It's all sub-Broadway, of course, heading for Vegas in a tight leotard, with bits of disco, ballet and fill-in-the-blank space thrown in, but if it were less dated - we're talking mid-Seventies here - and any better then frankly, my dear, who would give a damn. Without the Musical Numbers From Hell, the Oscars would just be the annual Tom Hanks Sob-In. With the numbers it's... it's a religious experience.

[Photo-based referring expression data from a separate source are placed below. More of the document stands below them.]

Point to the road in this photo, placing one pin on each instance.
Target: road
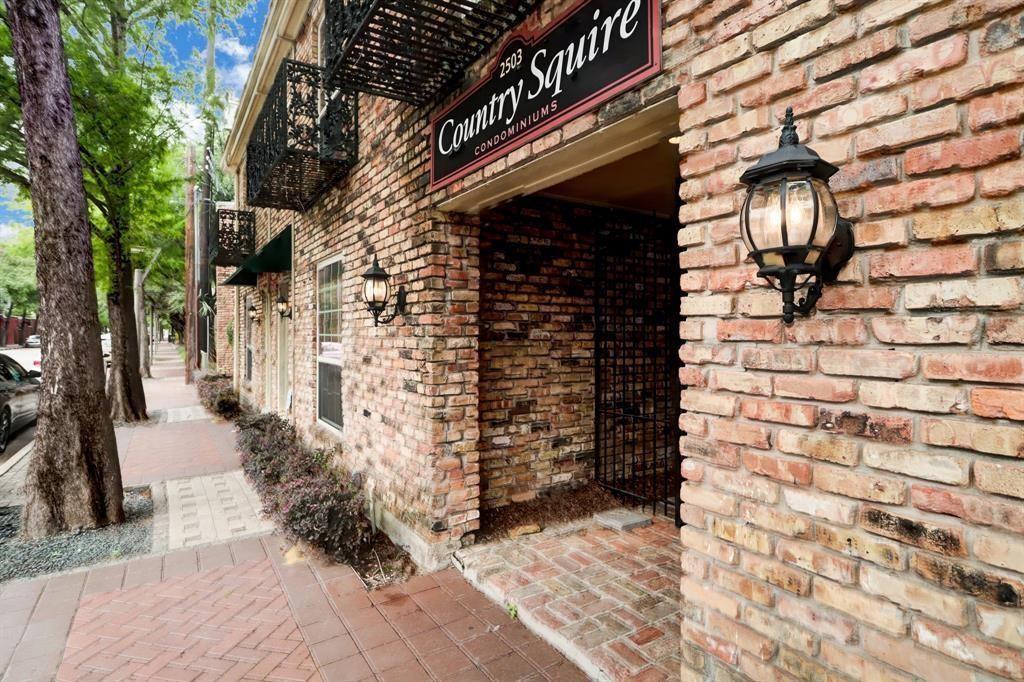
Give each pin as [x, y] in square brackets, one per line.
[29, 358]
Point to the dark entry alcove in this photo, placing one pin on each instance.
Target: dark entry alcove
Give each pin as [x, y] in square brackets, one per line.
[636, 358]
[579, 352]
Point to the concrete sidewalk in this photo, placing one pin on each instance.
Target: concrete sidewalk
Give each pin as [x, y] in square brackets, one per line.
[229, 608]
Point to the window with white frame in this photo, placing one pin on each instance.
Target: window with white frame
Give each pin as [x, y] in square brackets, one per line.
[249, 336]
[329, 342]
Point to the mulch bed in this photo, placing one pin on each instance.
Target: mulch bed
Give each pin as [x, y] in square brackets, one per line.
[26, 558]
[382, 563]
[551, 508]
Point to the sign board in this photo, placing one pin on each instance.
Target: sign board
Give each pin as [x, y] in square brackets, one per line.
[596, 50]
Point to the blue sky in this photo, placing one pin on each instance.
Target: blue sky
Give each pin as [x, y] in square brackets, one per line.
[235, 47]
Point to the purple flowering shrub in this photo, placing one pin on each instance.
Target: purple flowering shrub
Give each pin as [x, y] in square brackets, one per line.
[307, 498]
[217, 394]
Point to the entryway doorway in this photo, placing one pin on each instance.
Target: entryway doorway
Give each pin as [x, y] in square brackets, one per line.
[636, 352]
[580, 339]
[284, 365]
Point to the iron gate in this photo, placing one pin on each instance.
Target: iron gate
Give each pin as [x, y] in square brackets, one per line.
[637, 351]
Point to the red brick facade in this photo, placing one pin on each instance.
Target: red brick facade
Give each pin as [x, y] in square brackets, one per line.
[854, 494]
[853, 487]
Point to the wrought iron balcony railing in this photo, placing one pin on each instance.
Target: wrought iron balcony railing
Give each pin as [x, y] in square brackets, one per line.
[233, 237]
[305, 137]
[412, 49]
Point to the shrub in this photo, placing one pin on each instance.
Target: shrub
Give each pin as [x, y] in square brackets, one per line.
[325, 511]
[217, 394]
[308, 499]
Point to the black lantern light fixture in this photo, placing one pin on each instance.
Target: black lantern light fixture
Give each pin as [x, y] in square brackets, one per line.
[791, 224]
[377, 293]
[284, 305]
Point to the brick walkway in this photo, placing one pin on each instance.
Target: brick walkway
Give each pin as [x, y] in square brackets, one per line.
[240, 610]
[608, 600]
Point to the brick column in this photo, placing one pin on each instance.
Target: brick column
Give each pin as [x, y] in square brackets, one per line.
[854, 485]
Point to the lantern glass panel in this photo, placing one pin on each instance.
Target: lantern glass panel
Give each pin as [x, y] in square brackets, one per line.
[827, 214]
[799, 214]
[376, 292]
[763, 228]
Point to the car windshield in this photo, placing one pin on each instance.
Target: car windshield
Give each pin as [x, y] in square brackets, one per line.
[17, 373]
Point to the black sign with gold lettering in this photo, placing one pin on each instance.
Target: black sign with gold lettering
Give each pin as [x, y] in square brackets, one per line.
[596, 50]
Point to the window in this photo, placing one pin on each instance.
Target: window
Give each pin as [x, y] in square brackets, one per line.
[14, 371]
[329, 348]
[249, 336]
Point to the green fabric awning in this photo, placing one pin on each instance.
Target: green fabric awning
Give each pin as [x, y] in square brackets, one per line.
[240, 278]
[275, 256]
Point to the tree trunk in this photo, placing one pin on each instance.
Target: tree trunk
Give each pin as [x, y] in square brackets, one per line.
[20, 329]
[6, 324]
[74, 477]
[124, 381]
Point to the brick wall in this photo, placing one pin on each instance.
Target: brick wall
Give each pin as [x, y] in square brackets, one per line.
[224, 321]
[537, 349]
[855, 485]
[410, 388]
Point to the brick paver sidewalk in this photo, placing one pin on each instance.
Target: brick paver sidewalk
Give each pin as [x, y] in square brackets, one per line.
[609, 599]
[239, 610]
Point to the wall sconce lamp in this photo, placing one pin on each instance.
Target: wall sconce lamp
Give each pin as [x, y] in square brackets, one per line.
[284, 305]
[377, 292]
[790, 222]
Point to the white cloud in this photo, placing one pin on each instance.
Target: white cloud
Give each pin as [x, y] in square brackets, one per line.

Here's a vision: Rob Lowe with Snow White and seven gyrating dwarves opening one Eighties ceremony with a lounge act version of "Proud Mary". One could live a lifetime without watching some poor servant of Terpsichore having to impersonate a simpering Disney character rolling, rolling, rolling on the river, or an entire troupe of high-kickers wearing purple chiffon head-dresses RuPaul would reject, lipsynching to "Hooray for Hollywood" - but the Oscars bring this into your home, gratis. One's response must be pathetic gratitude. Otherwise you would have missed Sheena Easton singing "For Your Eyes Only" as dancers slunk about in a I'm-a-British-spy sort of way, while others swung from ropes, fired guns at one another and bumped and ground against a background of laser beams. And what about "Ghostbusters", with the dancers cowering and looking scared and jumping in the air when colleagues mouthed the word "Boo!"? Love that concept! Why are these spectacles so compulsive? Well, because they're the pop cultural equivalents of car accidents: try not looking. And because they're so senselessly confident, so un-ironic. And, most of all, because they prove that even when glamour has died, the corpse is still good for something, if only cheap laughs. Break a leg.